I went to this Institution of Economic Development discussion last night hosted by Jim Coleman of Regeneris. The panel comprised Matthew Bell, Heather Wilkinson, Tony Rich and Dan Partridge (sorry couldn’t find a personal biog!).

The debate centred around the exciting part that social enterprises could play in regeneration and provision of public services if only central and local government would let it – Matthew went so far as to say that old ways of providing regeneration could never work again, a theme that Bob Kerslake has been pushing since the inception of the HCA, so that social enterprises were the obvious way forward.

The principle theme seemed to be that if only commissioning authorities would properly value social benefit rather than simply assessing the cash cost of provision (the private sector = no social benefit but cheaper, whereas social sector = social benefit but more expensive) then social enterprise could clearly be seen to outperform private sector.

It seems to me that the challenge for the social enterprise sector is threefold. Firstly can they persuade commissioning authorities that they are the most attractive option compared to private sector solutions? This requires the social sector to really major on the high value that should be placed on social benefits arising from retaining surpluses in the community and equally pointing out the potentially high cost to the community of employing private sector contractors who have no long term interest in the community (this includes most of the house builders involved in urban regeneration although not it would seem organisations such as Laing – see Long Term Regeneration or Short Term Puff). This will require greater emphasis on the concept and some simple but effective measurement of Social Return On Investment. It will also require the social sector to lobby the public sector to make sure they ask for social benefit in tender documents – it is an obvious truth that you get what you ask for and PFI, particularly the early examples, provide glaring evidence that inadequate tender documents result in inadequate delivered projects.

Secondly, can they persuade politicians, for whom a principle consideration will always be “will I get elected next time”, to take a longer term perspective and offer proper community leadership? This will always be problematic with regeneration projects, where the politicians represent the existing community and not the community who will move into the regeneration project! It is however absolutely essential a project has support from strong political leadership.

Thirdly can they persuade officers acting for commissioning authorities to trust them?
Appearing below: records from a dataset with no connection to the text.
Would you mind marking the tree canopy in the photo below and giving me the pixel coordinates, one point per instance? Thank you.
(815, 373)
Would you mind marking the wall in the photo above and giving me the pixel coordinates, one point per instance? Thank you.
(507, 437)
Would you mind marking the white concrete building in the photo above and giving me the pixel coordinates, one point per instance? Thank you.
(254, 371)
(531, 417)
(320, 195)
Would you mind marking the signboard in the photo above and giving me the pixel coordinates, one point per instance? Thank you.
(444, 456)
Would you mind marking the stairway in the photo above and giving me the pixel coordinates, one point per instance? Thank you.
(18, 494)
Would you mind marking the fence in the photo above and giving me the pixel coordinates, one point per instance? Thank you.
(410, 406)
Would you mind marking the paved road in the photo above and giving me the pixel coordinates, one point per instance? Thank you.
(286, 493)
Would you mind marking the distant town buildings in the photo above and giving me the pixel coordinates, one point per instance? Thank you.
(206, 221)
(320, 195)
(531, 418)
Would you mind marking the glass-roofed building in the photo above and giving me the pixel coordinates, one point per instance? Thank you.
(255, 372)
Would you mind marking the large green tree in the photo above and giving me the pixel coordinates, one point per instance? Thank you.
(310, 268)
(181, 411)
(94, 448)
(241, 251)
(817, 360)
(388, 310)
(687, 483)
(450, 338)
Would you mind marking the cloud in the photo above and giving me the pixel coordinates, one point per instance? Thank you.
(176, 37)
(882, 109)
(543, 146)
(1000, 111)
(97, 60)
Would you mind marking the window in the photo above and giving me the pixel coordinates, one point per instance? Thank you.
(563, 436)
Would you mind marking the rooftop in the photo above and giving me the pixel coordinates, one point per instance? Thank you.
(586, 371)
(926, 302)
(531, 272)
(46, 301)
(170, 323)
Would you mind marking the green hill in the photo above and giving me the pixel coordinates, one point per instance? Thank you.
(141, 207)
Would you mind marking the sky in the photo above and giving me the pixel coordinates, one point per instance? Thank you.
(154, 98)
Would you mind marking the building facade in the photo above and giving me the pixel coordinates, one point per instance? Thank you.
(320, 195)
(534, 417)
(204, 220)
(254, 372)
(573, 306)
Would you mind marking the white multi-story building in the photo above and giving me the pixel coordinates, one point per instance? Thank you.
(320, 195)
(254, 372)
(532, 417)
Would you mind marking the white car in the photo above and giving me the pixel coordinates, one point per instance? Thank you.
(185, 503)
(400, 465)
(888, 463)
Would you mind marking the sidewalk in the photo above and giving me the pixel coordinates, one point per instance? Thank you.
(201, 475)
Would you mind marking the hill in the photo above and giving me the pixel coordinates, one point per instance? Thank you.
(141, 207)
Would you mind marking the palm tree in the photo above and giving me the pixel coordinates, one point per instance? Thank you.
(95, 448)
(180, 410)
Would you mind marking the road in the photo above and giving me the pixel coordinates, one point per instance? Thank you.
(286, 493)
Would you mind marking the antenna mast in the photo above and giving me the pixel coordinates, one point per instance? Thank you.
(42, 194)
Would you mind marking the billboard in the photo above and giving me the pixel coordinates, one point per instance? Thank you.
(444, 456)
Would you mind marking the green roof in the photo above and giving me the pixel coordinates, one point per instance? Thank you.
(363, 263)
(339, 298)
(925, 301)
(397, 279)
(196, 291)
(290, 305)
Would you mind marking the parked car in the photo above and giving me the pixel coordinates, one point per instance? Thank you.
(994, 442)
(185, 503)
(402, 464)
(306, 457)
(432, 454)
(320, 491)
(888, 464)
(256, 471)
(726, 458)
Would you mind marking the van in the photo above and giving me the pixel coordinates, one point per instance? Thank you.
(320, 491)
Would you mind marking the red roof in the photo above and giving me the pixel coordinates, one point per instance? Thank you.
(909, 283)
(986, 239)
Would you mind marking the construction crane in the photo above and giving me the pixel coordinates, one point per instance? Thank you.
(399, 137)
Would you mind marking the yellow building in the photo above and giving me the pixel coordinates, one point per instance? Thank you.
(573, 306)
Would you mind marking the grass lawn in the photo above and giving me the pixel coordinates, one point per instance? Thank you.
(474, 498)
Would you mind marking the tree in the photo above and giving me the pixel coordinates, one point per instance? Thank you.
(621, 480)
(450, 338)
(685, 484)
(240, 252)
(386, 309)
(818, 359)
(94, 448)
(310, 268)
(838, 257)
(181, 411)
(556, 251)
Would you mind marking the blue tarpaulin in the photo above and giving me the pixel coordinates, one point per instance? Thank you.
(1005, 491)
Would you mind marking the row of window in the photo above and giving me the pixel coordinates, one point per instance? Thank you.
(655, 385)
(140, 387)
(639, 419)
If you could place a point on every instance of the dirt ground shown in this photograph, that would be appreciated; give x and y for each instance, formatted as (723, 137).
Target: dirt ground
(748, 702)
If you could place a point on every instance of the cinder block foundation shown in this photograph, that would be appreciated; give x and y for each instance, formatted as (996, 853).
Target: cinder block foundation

Commissioning authorities at least know who the private sector companies are, although in the current economic climate perhaps more thought should be given to whether those companies will actually survive. A new or newish social enterprise perhaps with restricted financial backing represents an untested risk and of course that is what must be avoided at all costs by the public sector. Neil Homer from LDA gave a good example of this – they are proposing an eco-town community company to run all of the services in the new eco-town but the County Highways officer wants a £10m performance bond in case the company fails – he wouldn’t dream of asking Arriva or Stagecoach for such a bond, because he “trusts” them!

There would seem to be huge possibilities for the social enterprise sector but there is a lot of work to do and it is naive to think that old procurement methods will somehow never reappear because they don’t work in the current climate – everything changes and memories are short.